When Clar met Eddie
A couple of issues ago we told the story of Clar Hedley and his experiences as a Japanese Prisoner of War. Shortly after publication, we learned of 94 year old Eddie Howlett, another ex FEPOW, who lives near Amble.
Eddie and Clar met up for a cup of tea and to exchange memories of their time in the Far East during the Second World War. Eddie’s story included many of the same places and events as Clar’s, and the two veterans reminisced all afternoon.
Eddie Howlett was born in Ipswich in 1917. He was a butcher in Islington before he enlisted in the 4th Battalion Norfolks. In 1941, he married, just before he was posted abroad. For the first two years, his wife Vera didn’t know if he was even alive.

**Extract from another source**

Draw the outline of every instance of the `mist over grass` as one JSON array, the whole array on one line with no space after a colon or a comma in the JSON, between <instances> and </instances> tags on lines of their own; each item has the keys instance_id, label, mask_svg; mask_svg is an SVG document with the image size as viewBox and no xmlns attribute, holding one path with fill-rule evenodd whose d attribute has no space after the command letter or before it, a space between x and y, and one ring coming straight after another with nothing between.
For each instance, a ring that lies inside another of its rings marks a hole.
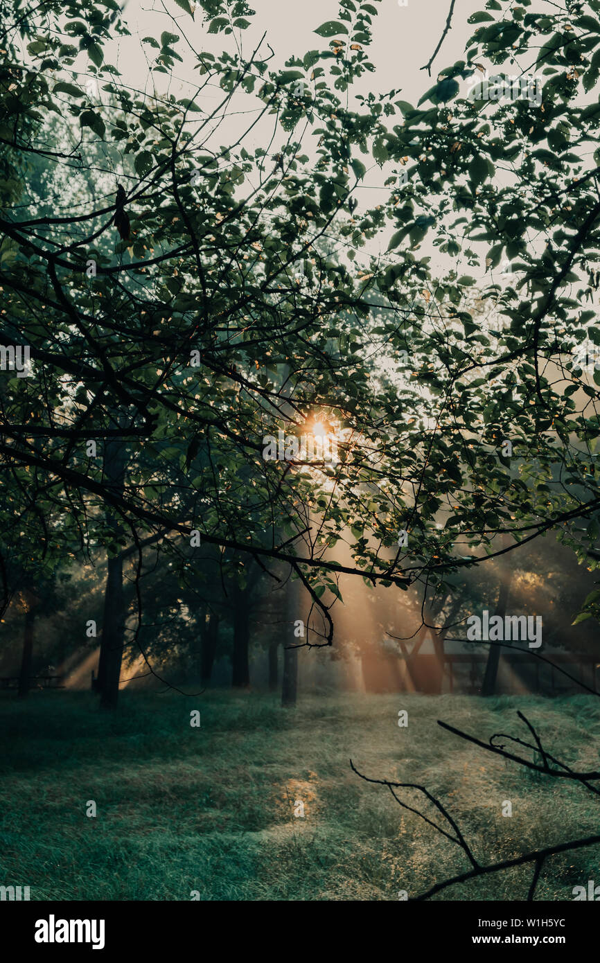
<instances>
[{"instance_id":1,"label":"mist over grass","mask_svg":"<svg viewBox=\"0 0 600 963\"><path fill-rule=\"evenodd\" d=\"M115 715L88 693L3 697L1 881L30 886L38 900L188 900L192 891L203 900L395 900L468 869L385 787L354 775L351 757L365 775L426 786L483 865L596 832L596 800L581 786L524 772L436 724L527 739L517 710L553 755L598 768L600 714L586 695L345 693L282 711L276 696L124 692ZM404 798L439 822L422 796ZM86 816L91 799L95 818ZM571 900L573 886L600 882L597 849L547 860L536 898ZM531 874L496 873L437 898L522 900Z\"/></svg>"}]
</instances>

Like Clar, Eddie was taken prisoner in Singapore and held in the Changi camp in 1942. The following year, he was taken 900 miles up to Banpong in Thailand. There were 30 – 40 men in one carriage with very little food or water. From there came “the long walk” as Eddie described it with his quiet, dry sense of humour. He and 3000 British soldiers were forced to march through the jungle to Songkurai near the Burmese border to begin work on the railway.

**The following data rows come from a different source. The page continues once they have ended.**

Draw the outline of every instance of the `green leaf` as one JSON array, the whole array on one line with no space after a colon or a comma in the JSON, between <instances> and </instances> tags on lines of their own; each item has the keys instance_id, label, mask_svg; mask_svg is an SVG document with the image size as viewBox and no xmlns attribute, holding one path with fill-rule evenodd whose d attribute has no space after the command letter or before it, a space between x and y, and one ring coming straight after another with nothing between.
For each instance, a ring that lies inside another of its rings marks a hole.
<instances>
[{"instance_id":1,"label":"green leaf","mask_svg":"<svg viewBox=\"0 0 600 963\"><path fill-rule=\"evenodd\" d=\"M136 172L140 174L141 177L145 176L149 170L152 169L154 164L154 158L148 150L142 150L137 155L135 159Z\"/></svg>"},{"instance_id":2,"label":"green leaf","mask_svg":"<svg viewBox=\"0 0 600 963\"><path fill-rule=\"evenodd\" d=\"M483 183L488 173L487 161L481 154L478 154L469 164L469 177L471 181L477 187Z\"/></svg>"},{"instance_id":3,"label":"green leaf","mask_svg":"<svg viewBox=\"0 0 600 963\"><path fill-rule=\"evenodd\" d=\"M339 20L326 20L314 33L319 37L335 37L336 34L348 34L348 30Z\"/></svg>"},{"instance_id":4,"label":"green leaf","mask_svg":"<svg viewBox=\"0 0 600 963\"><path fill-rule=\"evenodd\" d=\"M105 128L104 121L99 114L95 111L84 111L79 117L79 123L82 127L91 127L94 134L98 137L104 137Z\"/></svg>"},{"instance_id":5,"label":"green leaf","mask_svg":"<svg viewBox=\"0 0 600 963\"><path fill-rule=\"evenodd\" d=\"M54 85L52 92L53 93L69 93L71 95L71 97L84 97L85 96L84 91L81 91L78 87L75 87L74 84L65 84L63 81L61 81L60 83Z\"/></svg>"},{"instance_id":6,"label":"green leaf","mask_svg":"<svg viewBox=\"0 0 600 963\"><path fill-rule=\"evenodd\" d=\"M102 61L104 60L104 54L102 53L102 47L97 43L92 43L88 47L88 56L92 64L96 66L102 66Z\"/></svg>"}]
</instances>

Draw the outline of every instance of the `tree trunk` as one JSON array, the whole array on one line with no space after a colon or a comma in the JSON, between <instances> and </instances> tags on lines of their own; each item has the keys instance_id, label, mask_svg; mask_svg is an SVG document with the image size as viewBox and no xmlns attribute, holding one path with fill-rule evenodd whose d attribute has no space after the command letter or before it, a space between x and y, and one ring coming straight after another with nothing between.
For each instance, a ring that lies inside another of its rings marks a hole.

The 294km journey took 19 days; they were forced to march through hilly jungle with no boots or kit. Any stragglers were bayoneted or left to die. When they arrived at their destination the soldiers discovered they would have to build their own huts and clear more jungle to build the railway. Illness and malnutrition were rife and after eight months, only 1000 of the 3000 British soldiers had survived. Eddie and the other Far East prisoners were liberated in August 1945.
After the war, Eddie returned to London and his butcher’s job. He and his wife retired to this area in 1980-81 to be near their daughter.
*This article has been amended. Eddie was in 4th Battalion, not as previously written.